А что касается языка, — уже спокойно заключил я, — то и здесь мы разных взглядов: у любви и у музыки один язык, одинаковые средства воздействия на человека, и горько, когда они угнетают мозг…
— Что за дикие взгляды на любовь и музыку! — прервал он меня и рассек воздух узкой кистью, как саблей. — Это что, рисовка? Или ты в самом деле не понимаешь, что быть таким банальным трезвенником
Питерцев деланно рассмеялся и тут же, разбросав длинные руки, словно желая обнять вселенную, уже другим, мягким, волнующим голосом продолжал. Передо мной стоял поэт, музыкант.
— Природа, жизнь, земля, вечно юное небо, гроза, по-детски чистая весна, осень, человек, женщина, да, женщина! — все это я воспринимаю прежде всего не головою, не мозгом: оно одухотворяет меня, наполняет сказочным ощущением, я делаюсь выше, красивее, человечнее. Я люблю красоту мироздания во всей ее чистой наготе. Она звучит во мне волшебной симфонией, нечеловеческой музыкой, и я счастлив: я богат, не эгоист и не завистник, я — человек! Музыка — это язык природы, это язык неба, весны, осени, грозы, это язык человека и в то же время это — нечто выше, прекраснее, сильнее — всеобъемлюще! Это — особый язык. На нем общается со мною все, что живет вокруг меня, передает моей душе, моему сердцу свои сокровенные тайны. Скажи, сумеешь ли ты передать, выразить полно и тонко словом красоту поразившего тебя пейзажа, соловьиной трели, запаха цветущего ландыша? «Ах, как красиво!..» — бесцветно и пошло лепечешь ты. А вот душа посредством музыки, посредством любви воспринимает мир во всей его неизреченной красоте. Он прозвучит в тебе песней… Вот о чем я говорю, а ты…
Питерцев круто повернулся на каблуках, сел к пианино и ударил по клавишам раз, второй, третий, вызывая к жизни рой хаотических звуков. Лицо его пылало, волосы рассыпались по высокому бледному лбу. Он, казалось, позабыл обо мне. Звуки уже не вмещались в землянке, громоздились, сталкивались и налетали друг на друга. От них стало тесно и душно. Я расстегнул воротник гимнастерки. И мне начало чудиться, что это не пальцы Питерцева, а белые трепещущие крылья. И даже не крылья — что-то другое. Прикованный к ним взглядом, я старался и долго не мог определить, что же именно? Но тут я забыл о пальцах: что-то подхватило и понесло меня в бурном потоке, бросало, точно щепку. Я совсем не хотел и не думал плыть, даже противился. По спине подирал мороз, мне стало страшно; так бывает иногда во сне, когда ты отчетливо осознаешь опасность и не можешь ничего сделать, чтобы предотвратить ее, тебя душат, ты пытаешься кричать, звать на помощь и не в силах выдавить из себя ни звука. Где я, что со мной? Я ничего не понимал. Я все больше ощущал холод, будто меня заперли в подвале со льдом. И вдруг — передо мной открылось заснеженное поле. Оно со всех сторон обстреливается, изранено снарядами. В воздух летят черные брызги снега и комья земли. Воздух расколол сотрясающий раскат грома. От неожиданности я вздрогнул и тут же понял — это Питерцев взял последний, разрешающий аккорд.
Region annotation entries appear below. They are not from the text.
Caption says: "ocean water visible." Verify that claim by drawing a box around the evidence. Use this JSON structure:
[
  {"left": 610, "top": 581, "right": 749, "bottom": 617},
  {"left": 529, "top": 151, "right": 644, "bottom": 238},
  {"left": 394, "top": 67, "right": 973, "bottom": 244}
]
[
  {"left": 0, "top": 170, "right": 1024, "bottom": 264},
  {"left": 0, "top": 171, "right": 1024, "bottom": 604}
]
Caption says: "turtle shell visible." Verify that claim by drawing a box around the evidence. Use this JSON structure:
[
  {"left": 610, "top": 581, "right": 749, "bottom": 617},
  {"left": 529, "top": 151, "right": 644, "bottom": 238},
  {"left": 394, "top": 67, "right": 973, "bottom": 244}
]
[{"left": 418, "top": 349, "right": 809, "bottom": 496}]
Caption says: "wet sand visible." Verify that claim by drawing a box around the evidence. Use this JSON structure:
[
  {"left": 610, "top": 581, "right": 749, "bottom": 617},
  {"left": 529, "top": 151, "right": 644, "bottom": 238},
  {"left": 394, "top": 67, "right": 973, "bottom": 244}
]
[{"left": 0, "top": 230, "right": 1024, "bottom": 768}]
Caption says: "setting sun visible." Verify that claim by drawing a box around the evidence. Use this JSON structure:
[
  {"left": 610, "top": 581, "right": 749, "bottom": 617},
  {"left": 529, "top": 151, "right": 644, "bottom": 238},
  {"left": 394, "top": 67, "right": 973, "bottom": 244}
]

И опять, уже отчетливо, я видел его белые длинные пальцы, опять слышал звуки. Но теперь они уже не громоздились, не давили и не обрушивались горячей лавой, а текли спокойно, легко, чаруя какой-то поразительно нежной мелодией. Вначале я не мог разобрать, что это. Повеяло тонким запахом весны. Передо мной в широкой низине расстилался сад, облитый солнцем, весь в лебяжьем пуху цветения. Среди этого вешнего белого половодья шла Наташа в легком, как бы сотканном из голубизны воздуха, платье. Слегка колеблемое ветром, оно обрисовывает ее тонкую талию, стройные длинные ноги. Руки и шея ее обнажены: загоревшая, молодая, сильная. И улыбка у нее яркая. Наташа протягивает мне букет синих ландышей. Всей грудью я глубоко вдыхаю их запах, наслаждаюсь их нежностью. Глаза Наташи радуются моему счастью и светятся любовью. Одно желание у меня — взять ее за руку и идти, идти бесконечно долго, все равно куда идти, только бы с нею рядом.